'Faşizme karşı mahallerde öz savunmaya geçilmeli'

09:01

Habibe Eren/JINHA

ANKARA - 15 Temmuz darbe girişimini, OHAL sürecini ve muhaliflere olan baskıları değerlendiren Devrimci Parti Ankara İl Başkanı Nazlı Buket Yazıcı, sürecin iyi okunması gerektiğini ifade ederek, yaşanan darbe sürecinin egemenler arasında bir iç çekişme ve iktidar paylaşımı olduğunu vurguladı. Halkların ve devrimcilerin ortak cephede mücadele etmesi için çağrıda bulunan Nazlı, özellikle mahalleler zemininde öz savunmasının sağlamasının altını çizdi.
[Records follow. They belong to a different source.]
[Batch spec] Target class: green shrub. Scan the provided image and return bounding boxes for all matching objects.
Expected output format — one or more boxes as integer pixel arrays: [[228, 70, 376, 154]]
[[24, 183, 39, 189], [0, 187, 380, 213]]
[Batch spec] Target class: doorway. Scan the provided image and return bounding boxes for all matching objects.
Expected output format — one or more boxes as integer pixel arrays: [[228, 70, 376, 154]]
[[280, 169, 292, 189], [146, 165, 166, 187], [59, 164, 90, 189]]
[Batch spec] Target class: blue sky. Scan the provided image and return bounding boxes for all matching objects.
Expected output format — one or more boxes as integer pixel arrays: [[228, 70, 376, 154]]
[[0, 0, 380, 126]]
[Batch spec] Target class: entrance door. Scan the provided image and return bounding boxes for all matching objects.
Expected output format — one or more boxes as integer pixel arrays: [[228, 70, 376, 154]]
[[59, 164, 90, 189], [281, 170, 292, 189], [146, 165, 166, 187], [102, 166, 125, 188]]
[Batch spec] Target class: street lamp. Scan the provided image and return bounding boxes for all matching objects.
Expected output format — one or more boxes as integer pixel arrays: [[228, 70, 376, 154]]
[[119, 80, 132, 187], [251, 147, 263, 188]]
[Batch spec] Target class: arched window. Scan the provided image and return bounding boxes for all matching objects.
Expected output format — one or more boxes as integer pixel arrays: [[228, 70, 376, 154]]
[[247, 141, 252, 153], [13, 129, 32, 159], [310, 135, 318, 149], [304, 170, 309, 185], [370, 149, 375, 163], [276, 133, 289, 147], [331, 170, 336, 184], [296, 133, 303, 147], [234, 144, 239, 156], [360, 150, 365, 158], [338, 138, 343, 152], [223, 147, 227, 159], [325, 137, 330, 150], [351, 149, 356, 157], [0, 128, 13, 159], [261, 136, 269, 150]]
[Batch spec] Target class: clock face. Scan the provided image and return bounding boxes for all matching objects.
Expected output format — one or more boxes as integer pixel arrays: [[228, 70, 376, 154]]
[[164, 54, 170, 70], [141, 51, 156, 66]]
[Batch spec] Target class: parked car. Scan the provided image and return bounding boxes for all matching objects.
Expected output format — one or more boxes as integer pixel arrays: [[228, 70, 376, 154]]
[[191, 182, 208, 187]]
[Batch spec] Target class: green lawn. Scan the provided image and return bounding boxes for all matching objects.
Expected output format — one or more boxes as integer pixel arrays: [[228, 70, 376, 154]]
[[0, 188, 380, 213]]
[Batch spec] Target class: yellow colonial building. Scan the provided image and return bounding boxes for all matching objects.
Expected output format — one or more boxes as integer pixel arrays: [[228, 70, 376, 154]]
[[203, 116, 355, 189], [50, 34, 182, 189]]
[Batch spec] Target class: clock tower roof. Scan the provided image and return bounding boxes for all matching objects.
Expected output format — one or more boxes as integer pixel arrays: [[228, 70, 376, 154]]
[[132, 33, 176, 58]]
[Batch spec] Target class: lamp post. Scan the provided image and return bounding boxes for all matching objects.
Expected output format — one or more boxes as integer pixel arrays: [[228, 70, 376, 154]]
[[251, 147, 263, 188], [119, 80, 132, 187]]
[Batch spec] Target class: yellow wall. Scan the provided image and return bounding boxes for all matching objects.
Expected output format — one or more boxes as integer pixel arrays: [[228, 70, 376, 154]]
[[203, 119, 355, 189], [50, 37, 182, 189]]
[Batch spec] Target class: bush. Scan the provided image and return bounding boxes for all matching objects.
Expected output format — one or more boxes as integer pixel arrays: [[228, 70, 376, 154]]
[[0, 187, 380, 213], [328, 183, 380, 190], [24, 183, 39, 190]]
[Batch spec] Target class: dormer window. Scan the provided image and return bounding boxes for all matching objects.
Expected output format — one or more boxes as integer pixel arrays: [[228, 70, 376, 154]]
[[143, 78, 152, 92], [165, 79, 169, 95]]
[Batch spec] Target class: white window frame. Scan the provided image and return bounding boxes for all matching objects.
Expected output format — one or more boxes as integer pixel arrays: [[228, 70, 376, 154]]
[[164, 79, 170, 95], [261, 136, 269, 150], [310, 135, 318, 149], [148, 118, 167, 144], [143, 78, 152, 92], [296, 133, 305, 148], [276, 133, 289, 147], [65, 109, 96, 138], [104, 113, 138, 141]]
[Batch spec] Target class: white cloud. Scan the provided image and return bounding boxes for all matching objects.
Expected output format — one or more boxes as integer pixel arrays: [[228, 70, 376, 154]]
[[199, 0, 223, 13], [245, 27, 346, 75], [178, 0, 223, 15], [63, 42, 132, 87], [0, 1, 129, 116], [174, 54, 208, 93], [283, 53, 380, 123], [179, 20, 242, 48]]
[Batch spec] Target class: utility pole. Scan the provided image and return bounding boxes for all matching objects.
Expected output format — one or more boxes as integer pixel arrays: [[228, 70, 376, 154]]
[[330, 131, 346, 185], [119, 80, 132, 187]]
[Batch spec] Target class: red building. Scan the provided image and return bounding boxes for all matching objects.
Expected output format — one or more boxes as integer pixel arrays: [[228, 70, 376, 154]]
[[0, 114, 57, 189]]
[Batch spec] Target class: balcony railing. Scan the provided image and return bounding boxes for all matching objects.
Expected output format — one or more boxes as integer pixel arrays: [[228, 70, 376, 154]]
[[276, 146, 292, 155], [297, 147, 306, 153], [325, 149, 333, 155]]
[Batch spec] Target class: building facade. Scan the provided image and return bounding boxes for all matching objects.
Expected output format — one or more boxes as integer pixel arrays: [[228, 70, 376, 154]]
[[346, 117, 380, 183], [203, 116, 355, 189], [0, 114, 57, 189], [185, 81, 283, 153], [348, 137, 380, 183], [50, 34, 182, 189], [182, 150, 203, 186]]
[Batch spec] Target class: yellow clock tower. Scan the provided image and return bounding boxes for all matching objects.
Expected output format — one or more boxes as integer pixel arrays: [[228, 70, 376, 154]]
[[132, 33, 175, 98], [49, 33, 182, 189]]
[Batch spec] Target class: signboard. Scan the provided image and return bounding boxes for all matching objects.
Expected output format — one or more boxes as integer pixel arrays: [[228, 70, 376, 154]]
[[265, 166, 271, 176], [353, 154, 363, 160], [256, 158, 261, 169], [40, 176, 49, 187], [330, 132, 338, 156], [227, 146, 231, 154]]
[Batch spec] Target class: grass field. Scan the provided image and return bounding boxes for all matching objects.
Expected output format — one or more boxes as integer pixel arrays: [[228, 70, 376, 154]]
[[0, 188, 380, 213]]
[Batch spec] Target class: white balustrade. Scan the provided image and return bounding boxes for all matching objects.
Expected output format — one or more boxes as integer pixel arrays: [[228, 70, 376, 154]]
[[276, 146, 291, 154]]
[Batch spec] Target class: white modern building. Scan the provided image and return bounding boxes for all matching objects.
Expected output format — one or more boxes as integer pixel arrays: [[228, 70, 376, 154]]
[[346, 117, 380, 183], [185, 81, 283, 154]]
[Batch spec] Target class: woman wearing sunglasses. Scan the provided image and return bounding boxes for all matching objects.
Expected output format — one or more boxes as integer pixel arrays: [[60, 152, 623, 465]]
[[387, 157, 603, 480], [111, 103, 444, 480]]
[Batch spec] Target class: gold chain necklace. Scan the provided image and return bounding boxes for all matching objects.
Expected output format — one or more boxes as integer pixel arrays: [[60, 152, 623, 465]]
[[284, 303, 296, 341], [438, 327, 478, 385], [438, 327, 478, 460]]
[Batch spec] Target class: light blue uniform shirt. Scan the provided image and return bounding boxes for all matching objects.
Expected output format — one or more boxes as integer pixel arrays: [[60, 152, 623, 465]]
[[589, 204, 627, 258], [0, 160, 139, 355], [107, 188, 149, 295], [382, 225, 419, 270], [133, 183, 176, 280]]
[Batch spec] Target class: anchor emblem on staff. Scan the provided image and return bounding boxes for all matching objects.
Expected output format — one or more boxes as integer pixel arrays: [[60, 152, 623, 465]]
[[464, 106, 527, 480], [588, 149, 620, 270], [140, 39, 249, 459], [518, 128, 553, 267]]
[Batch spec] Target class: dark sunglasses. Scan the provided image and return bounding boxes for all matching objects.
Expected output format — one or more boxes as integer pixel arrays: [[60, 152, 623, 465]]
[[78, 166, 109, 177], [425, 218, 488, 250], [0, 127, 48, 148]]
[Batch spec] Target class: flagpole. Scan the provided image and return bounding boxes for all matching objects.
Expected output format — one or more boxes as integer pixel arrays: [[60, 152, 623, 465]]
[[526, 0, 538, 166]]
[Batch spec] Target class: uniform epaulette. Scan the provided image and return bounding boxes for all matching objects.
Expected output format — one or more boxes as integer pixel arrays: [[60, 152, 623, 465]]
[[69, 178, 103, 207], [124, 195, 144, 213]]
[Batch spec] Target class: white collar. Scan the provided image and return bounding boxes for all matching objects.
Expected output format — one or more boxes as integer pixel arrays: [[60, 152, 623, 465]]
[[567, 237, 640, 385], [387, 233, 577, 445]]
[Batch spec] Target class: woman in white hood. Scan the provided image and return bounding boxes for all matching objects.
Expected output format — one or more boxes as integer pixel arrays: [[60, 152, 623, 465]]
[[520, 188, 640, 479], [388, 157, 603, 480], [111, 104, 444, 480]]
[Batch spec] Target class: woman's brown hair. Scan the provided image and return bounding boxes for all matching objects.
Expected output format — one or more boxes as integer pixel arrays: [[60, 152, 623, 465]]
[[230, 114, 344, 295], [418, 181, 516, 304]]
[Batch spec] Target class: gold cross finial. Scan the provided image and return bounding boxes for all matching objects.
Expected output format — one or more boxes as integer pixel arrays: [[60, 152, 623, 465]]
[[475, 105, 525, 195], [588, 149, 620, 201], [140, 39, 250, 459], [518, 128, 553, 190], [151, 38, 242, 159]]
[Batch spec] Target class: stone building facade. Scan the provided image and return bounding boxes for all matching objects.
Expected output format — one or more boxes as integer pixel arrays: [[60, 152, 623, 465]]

Kürdistan'da uygulanan OHAL’in darbe sonrası tüm Türkiye'ye yayılması ve baskının giderek artması 'demokratik cephenin' gerekliliğini bir kez daha gündeme getirdi. Devrimci Parti Ankara İl Başkanı Nazlı Buket Yazıcı, 15 Temmuz'da yaşanan darbe girişimi, ardından ilan edilen OHAL' ve demokratik güçlerin dile getirdiği 'ortak cephe' çağrısına ilişkin JINHA’ya değerlendirmelerde bulundu.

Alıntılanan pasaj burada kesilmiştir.